Nudge User Experience Defaults

Elapsed Refresh Cycle

Default: 1800 seconds (30 minutes) After Nudge opens, it rechecks compliance every 30 minutes while it is running. If the user has completed the update, Nudge closes itself. If the update is still pending, Nudge remains open (or relaunches on its nag interval schedule). 30 minutes is a practical middle ground — long enough that Nudge is not constantly hammering the system, short enough that a completed update is acknowledged reasonably quickly.

No Timers

Default: false Nudge’s built-in deferral and reminder timers are enabled by default. These timers govern how Nudge tracks and surfaces the remaining deferral count and other time-based UI elements. Disabling them removes this tracking. Leave false for normal operation.

Nudge Nag Interval

Default: 900 seconds (15 minutes) When the Nudge LaunchAgent is enabled, it relaunches Nudge every 15 minutes until the user completes the update. 15 minutes is persistent enough to be noticeable and create a meaningful prompt to act, while not being so aggressive that users feel the Mac is unusable. If you want more forceful nagging for severely overdue Macs, consider lowering this to 300 seconds (5 minutes) — but be aware this will generate significant user frustration and support volume.

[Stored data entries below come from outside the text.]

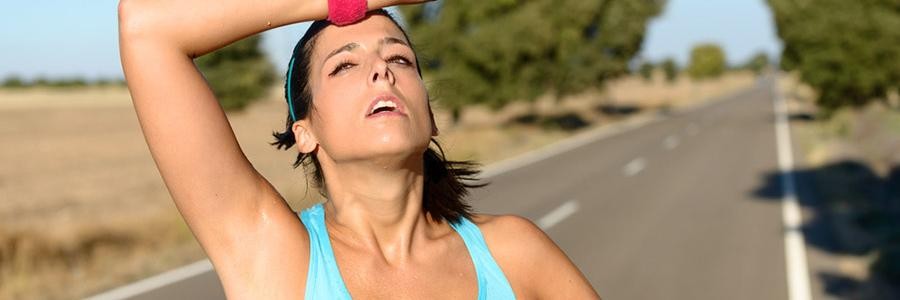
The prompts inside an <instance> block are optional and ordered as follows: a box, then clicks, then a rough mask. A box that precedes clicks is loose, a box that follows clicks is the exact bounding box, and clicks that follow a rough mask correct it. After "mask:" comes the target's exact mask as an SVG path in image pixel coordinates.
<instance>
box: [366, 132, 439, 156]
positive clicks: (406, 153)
mask: <svg viewBox="0 0 900 300" xmlns="http://www.w3.org/2000/svg"><path fill="white" fill-rule="evenodd" d="M430 142H431V139H430V138H425V139H421V138H416V139H412V138H409V137H406V136H403V137H399V136H395V135H383V136H381V137H379V138H377V139H375V140H370V142H369V143H367V144H368V145H367V146H366V147H365V149H368V150H369V151H370V153H372V154H373V155H374V156H378V157H397V158H406V157H408V156H412V155H422V153H425V149H427V148H428V144H429V143H430Z"/></svg>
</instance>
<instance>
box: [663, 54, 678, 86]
mask: <svg viewBox="0 0 900 300" xmlns="http://www.w3.org/2000/svg"><path fill="white" fill-rule="evenodd" d="M661 65H662V69H663V73H664V74H665V75H666V82H668V83H672V82H675V79H676V78H678V64H676V63H675V60H674V59H672V58H671V57H669V58H666V60H664V61H663V62H662V64H661Z"/></svg>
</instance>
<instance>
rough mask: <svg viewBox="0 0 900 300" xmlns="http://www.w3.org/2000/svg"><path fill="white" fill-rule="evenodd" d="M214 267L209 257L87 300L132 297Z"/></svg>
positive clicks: (117, 288) (145, 292) (93, 297)
mask: <svg viewBox="0 0 900 300" xmlns="http://www.w3.org/2000/svg"><path fill="white" fill-rule="evenodd" d="M212 269H213V267H212V263H210V262H209V260H208V259H204V260H201V261H198V262H195V263H192V264H190V265H187V266H184V267H181V268H178V269H174V270H171V271H168V272H165V273H162V274H159V275H156V276H153V277H150V278H147V279H144V280H141V281H138V282H135V283H132V284H129V285H126V286H121V287H118V288H116V289H113V290H110V291H107V292H105V293H102V294H99V295H95V296H93V297H90V298H87V299H86V300H118V299H127V298H132V297H135V296H137V295H140V294H143V293H146V292H148V291H152V290H155V289H158V288H161V287H164V286H167V285H170V284H172V283H173V282H178V281H181V280H184V279H187V278H190V277H194V276H197V275H200V274H203V273H206V272H209V271H212Z"/></svg>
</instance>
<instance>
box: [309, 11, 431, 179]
mask: <svg viewBox="0 0 900 300" xmlns="http://www.w3.org/2000/svg"><path fill="white" fill-rule="evenodd" d="M312 51H313V52H312V56H311V64H310V76H309V80H310V82H309V86H310V88H311V94H312V99H313V102H312V106H313V108H312V110H311V113H310V116H309V118H308V122H307V123H306V124H307V127H308V129H309V130H310V131H311V132H312V133H313V135H314V136H315V139H316V140H317V141H318V143H319V150H318V151H319V152H318V156H319V158H320V159H322V155H323V154H324V155H327V156H328V158H329V159H330V160H332V161H335V162H340V161H352V160H361V159H369V158H376V157H391V156H397V157H404V156H409V155H411V154H416V153H418V154H421V153H422V152H424V150H425V149H426V148H427V147H428V143H429V141H430V138H431V136H432V134H433V132H436V131H434V130H433V126H432V124H433V123H432V119H431V113H430V108H429V105H428V99H427V94H426V91H425V85H424V83H423V81H422V78H421V77H419V74H418V72H417V71H416V64H417V63H418V62H417V61H416V60H415V59H416V57H415V55H414V53H413V50H412V48H411V47H410V46H409V42H408V41H407V40H406V38H404V35H403V33H402V32H401V31H400V29H399V28H398V27H397V25H395V24H394V23H393V22H392V21H391V20H389V19H388V18H387V17H384V16H381V15H373V16H371V17H369V18H367V19H365V20H363V21H361V22H359V23H356V24H352V25H348V26H344V27H337V26H329V27H328V28H325V29H324V30H322V32H320V33H319V36H318V38H317V40H316V44H315V47H314V48H313V50H312ZM322 152H325V153H322Z"/></svg>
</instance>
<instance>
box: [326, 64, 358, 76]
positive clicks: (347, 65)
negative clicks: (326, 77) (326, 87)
mask: <svg viewBox="0 0 900 300" xmlns="http://www.w3.org/2000/svg"><path fill="white" fill-rule="evenodd" d="M355 66H356V64H354V63H352V62H349V61H342V62H341V63H339V64H338V65H337V66H335V67H334V70H332V71H331V73H328V76H334V75H337V74H338V73H340V72H342V71H344V70H347V69H350V68H352V67H355Z"/></svg>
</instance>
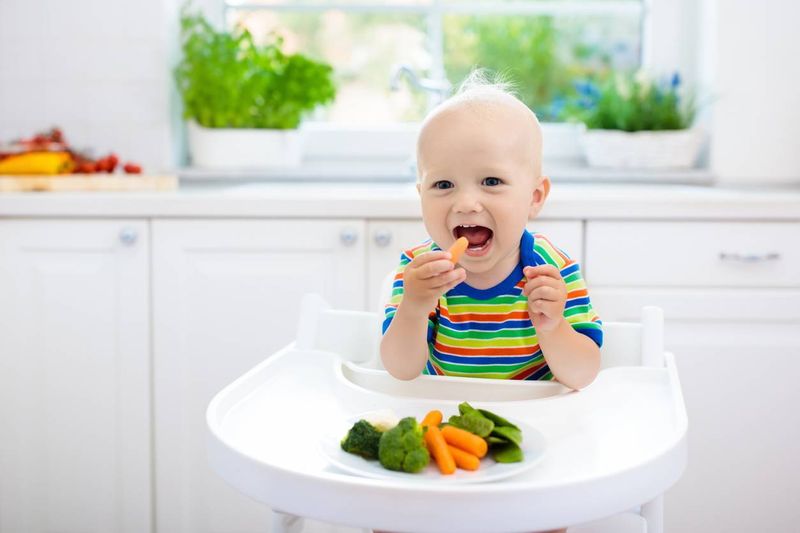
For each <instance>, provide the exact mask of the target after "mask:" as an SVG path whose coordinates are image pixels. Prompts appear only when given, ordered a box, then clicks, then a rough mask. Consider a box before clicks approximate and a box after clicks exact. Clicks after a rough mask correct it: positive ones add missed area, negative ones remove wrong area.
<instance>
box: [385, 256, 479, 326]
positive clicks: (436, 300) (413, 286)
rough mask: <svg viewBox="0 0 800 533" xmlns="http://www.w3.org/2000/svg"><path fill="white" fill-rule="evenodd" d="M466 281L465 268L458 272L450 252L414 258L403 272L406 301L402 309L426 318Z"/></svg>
mask: <svg viewBox="0 0 800 533" xmlns="http://www.w3.org/2000/svg"><path fill="white" fill-rule="evenodd" d="M465 279H467V272H466V271H465V270H464V269H463V268H460V267H459V268H455V265H454V264H453V262H452V261H450V252H445V251H439V250H437V251H433V252H426V253H424V254H421V255H418V256H417V257H415V258H414V259H413V260H412V261H411V262H410V263H409V264H408V266H406V268H405V271H404V272H403V287H404V289H403V301H402V303H401V304H400V305H402V306H405V307H410V308H411V309H413V310H414V311H418V312H420V313H422V312H424V313H425V314H426V315H427V314H428V313H429V312H431V311H432V310H433V309H434V308H435V307H436V302H438V301H439V297H440V296H441V295H442V294H444V293H446V292H447V291H449V290H450V289H452V288H453V287H455V286H456V285H458V284H459V283H461V282H462V281H464V280H465Z"/></svg>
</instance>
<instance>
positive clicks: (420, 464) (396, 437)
mask: <svg viewBox="0 0 800 533" xmlns="http://www.w3.org/2000/svg"><path fill="white" fill-rule="evenodd" d="M422 431H423V429H422V426H420V425H419V424H417V421H416V419H415V418H414V417H412V416H409V417H406V418H403V419H401V420H400V422H399V423H398V424H397V425H396V426H395V427H393V428H392V429H390V430H389V431H387V432H385V433H384V434H383V436H382V437H381V441H380V445H379V447H378V459H379V460H380V462H381V464H382V465H383V467H384V468H388V469H389V470H398V471H402V472H409V473H411V474H413V473H416V472H419V471H421V470H422V469H423V468H425V467H426V466H428V463H429V462H430V460H431V458H430V454H428V448H427V447H426V446H425V440H424V439H423V437H422Z"/></svg>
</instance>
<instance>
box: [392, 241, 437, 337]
mask: <svg viewBox="0 0 800 533" xmlns="http://www.w3.org/2000/svg"><path fill="white" fill-rule="evenodd" d="M412 259H414V254H413V252H412V251H405V252H403V253H402V254H400V265H399V266H398V267H397V270H396V271H395V274H394V281H393V282H392V295H391V298H390V299H389V302H388V303H387V304H386V306H385V307H384V318H383V333H384V334H385V333H386V330H387V329H389V325H390V324H391V323H392V319H394V315H395V313H396V312H397V307H398V306H399V305H400V302H401V301H402V300H403V274H404V273H405V269H406V267H407V266H408V264H409V263H410V262H411V261H412ZM435 318H436V312H435V311H432V312H431V313H430V314H429V315H428V339H427V340H428V344H431V343H433V337H434V329H435V322H434V320H435Z"/></svg>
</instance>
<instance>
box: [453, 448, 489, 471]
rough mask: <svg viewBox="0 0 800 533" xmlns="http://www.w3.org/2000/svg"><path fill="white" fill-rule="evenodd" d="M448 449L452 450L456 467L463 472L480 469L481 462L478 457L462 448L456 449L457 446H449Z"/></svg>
mask: <svg viewBox="0 0 800 533" xmlns="http://www.w3.org/2000/svg"><path fill="white" fill-rule="evenodd" d="M447 448H448V449H449V450H450V454H451V455H452V456H453V460H454V461H455V462H456V466H457V467H459V468H460V469H462V470H477V469H478V467H479V466H480V465H481V460H480V459H478V458H477V457H476V456H474V455H472V454H471V453H469V452H465V451H464V450H462V449H461V448H456V447H455V446H450V445H449V444H448V445H447Z"/></svg>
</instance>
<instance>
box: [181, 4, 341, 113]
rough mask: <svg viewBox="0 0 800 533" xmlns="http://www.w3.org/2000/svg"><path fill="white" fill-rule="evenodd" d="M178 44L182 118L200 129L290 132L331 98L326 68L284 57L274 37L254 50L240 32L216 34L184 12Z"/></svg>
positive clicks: (334, 93) (333, 86)
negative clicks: (251, 128)
mask: <svg viewBox="0 0 800 533" xmlns="http://www.w3.org/2000/svg"><path fill="white" fill-rule="evenodd" d="M181 44H182V49H183V57H182V59H181V61H180V63H179V64H178V65H177V67H176V68H175V71H174V74H175V79H176V81H177V84H178V90H179V91H180V94H181V97H182V99H183V105H184V112H183V114H184V117H185V118H187V119H194V120H195V121H196V122H197V123H198V124H200V125H201V126H206V127H211V128H274V129H292V128H296V127H298V125H299V124H300V121H301V119H302V117H303V116H304V114H306V113H308V112H310V111H312V110H313V109H314V108H315V107H316V106H318V105H320V104H326V103H329V102H332V101H333V99H334V97H335V95H336V88H335V86H334V82H333V69H332V68H331V66H330V65H328V64H325V63H322V62H317V61H313V60H311V59H309V58H308V57H306V56H304V55H301V54H285V53H284V52H283V51H282V49H281V48H282V44H283V42H282V40H281V39H280V38H279V37H275V38H274V39H273V40H272V42H270V43H268V44H265V45H261V46H259V45H257V44H256V43H255V42H254V40H253V37H252V36H251V34H250V32H248V31H247V30H245V29H242V28H237V29H235V30H234V31H233V32H230V33H229V32H217V31H215V30H214V28H213V27H212V26H211V25H210V24H209V23H208V21H206V20H205V19H204V18H203V17H202V16H201V15H197V14H190V13H188V12H187V11H184V13H183V15H182V18H181Z"/></svg>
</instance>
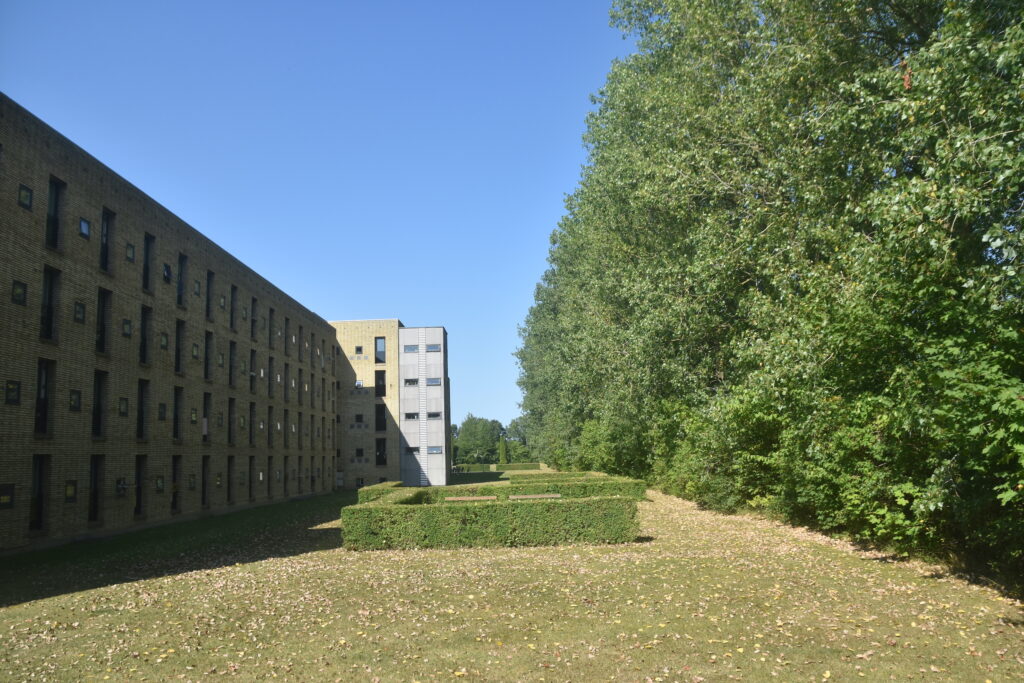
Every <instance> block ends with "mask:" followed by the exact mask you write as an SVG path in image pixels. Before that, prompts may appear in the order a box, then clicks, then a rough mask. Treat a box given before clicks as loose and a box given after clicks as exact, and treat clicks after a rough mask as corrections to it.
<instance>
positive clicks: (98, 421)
mask: <svg viewBox="0 0 1024 683" xmlns="http://www.w3.org/2000/svg"><path fill="white" fill-rule="evenodd" d="M105 431H106V373H105V372H104V371H102V370H97V371H94V372H93V373H92V435H93V436H102V435H103V434H104V432H105Z"/></svg>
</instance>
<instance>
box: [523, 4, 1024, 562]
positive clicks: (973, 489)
mask: <svg viewBox="0 0 1024 683" xmlns="http://www.w3.org/2000/svg"><path fill="white" fill-rule="evenodd" d="M612 20H613V24H614V25H615V26H617V27H618V28H621V29H622V30H623V31H624V32H625V33H626V34H627V35H629V36H632V37H635V38H636V40H637V51H636V53H635V54H632V55H631V56H629V57H627V58H625V59H622V60H617V61H615V62H614V63H613V65H612V68H611V71H610V73H609V75H608V77H607V81H606V83H605V85H604V87H603V88H602V89H601V91H600V92H599V93H598V94H597V95H596V96H595V103H596V105H597V106H596V109H595V111H594V113H593V114H592V115H591V116H590V117H589V119H588V121H587V132H586V134H585V142H586V144H587V146H588V150H589V160H588V164H587V165H586V167H585V169H584V172H583V174H582V178H581V181H580V184H579V186H578V187H577V188H575V190H574V191H573V193H572V194H571V196H569V197H568V199H567V201H566V214H565V216H564V217H563V219H562V220H561V222H560V223H559V225H558V227H557V229H556V230H555V231H554V232H553V234H552V238H551V245H552V246H551V250H550V255H549V268H548V270H547V271H546V273H545V274H544V276H543V280H542V281H541V283H540V284H539V285H538V287H537V292H536V301H535V304H534V306H532V307H531V309H530V311H529V313H528V315H527V317H526V319H525V322H524V324H523V327H522V329H521V336H522V343H521V347H520V349H519V351H518V359H519V364H520V369H521V376H520V386H521V388H522V390H523V410H524V416H523V418H522V422H523V426H524V430H525V433H526V434H527V435H528V437H529V440H530V443H531V447H532V449H534V450H535V451H536V452H537V453H540V454H544V458H545V459H546V460H547V461H548V462H550V463H552V464H554V465H556V466H558V467H563V468H577V469H600V470H604V471H607V472H613V473H621V474H627V475H631V476H638V477H646V478H647V479H648V480H650V481H651V482H653V483H655V484H656V485H658V486H660V487H662V488H663V489H665V490H667V492H670V493H673V494H677V495H680V496H684V497H687V498H690V499H692V500H695V501H697V502H698V503H700V504H701V505H705V506H708V507H711V508H714V509H717V510H723V511H730V510H736V509H738V508H740V507H753V508H760V509H764V510H766V511H769V512H770V513H772V514H775V515H778V516H779V517H781V518H784V519H786V520H790V521H794V522H798V523H804V524H810V525H813V526H815V527H818V528H821V529H825V530H828V531H833V532H841V533H844V535H848V536H850V537H852V538H854V539H856V540H860V541H864V542H869V543H881V544H887V545H890V546H893V547H896V548H902V549H915V550H924V551H927V552H929V553H933V554H937V555H942V556H944V557H947V558H949V559H951V560H954V561H961V562H963V563H964V564H965V565H970V566H973V567H980V568H984V569H988V570H1002V571H1005V572H1007V573H1008V575H1014V572H1016V575H1017V577H1018V578H1019V577H1024V344H1022V334H1024V304H1022V294H1024V291H1022V278H1021V272H1020V270H1021V254H1022V251H1021V249H1022V248H1021V232H1020V221H1021V211H1022V208H1024V133H1022V129H1024V97H1022V92H1024V25H1022V6H1021V3H1020V2H1019V1H1016V0H1014V1H1009V0H1008V1H1000V0H989V1H980V0H974V1H972V0H963V1H949V2H942V1H934V0H850V1H849V2H841V3H839V2H833V1H830V0H730V1H729V2H695V1H692V0H620V1H618V2H616V3H615V4H614V6H613V9H612Z"/></svg>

Nudge User Interface Defaults

Screenshot Paths (Dark and Light)

Default: "" (none) No custom screenshots are shown in the Nudge window by default. The screenshot panel in Nudge is designed to show a visual guide to help users find Software Update. If you want to provide custom screenshots (e.g., annotated screenshots of your organization’s specific update workflow), set these paths to image files deployed at a consistent location on all managed Macs.

Show Deferral Count

Default: false The deferral counter — which shows users how many times they have dismissed Nudge — is hidden by default. Surfacing this number can increase anxiety for users who have been deferring, and in some cases gives users a game-like goal to avoid (i.e., gaming the deferral count). Hide it unless your policy requires users to see it as an accountability measure.

Simple Mode

Default: false Nudge’s full-featured UI is used by default. Simple Mode removes some of the informational content and presents a more stripped-down window. Leave false for the full experience, which includes more context about why the update is required and how to complete it.

Single Quit Button

Default: false By default, Nudge presents its standard UI with the appropriate deferral and close controls. A single quit button simplifies the UI to one close option. Leave false for the standard experience.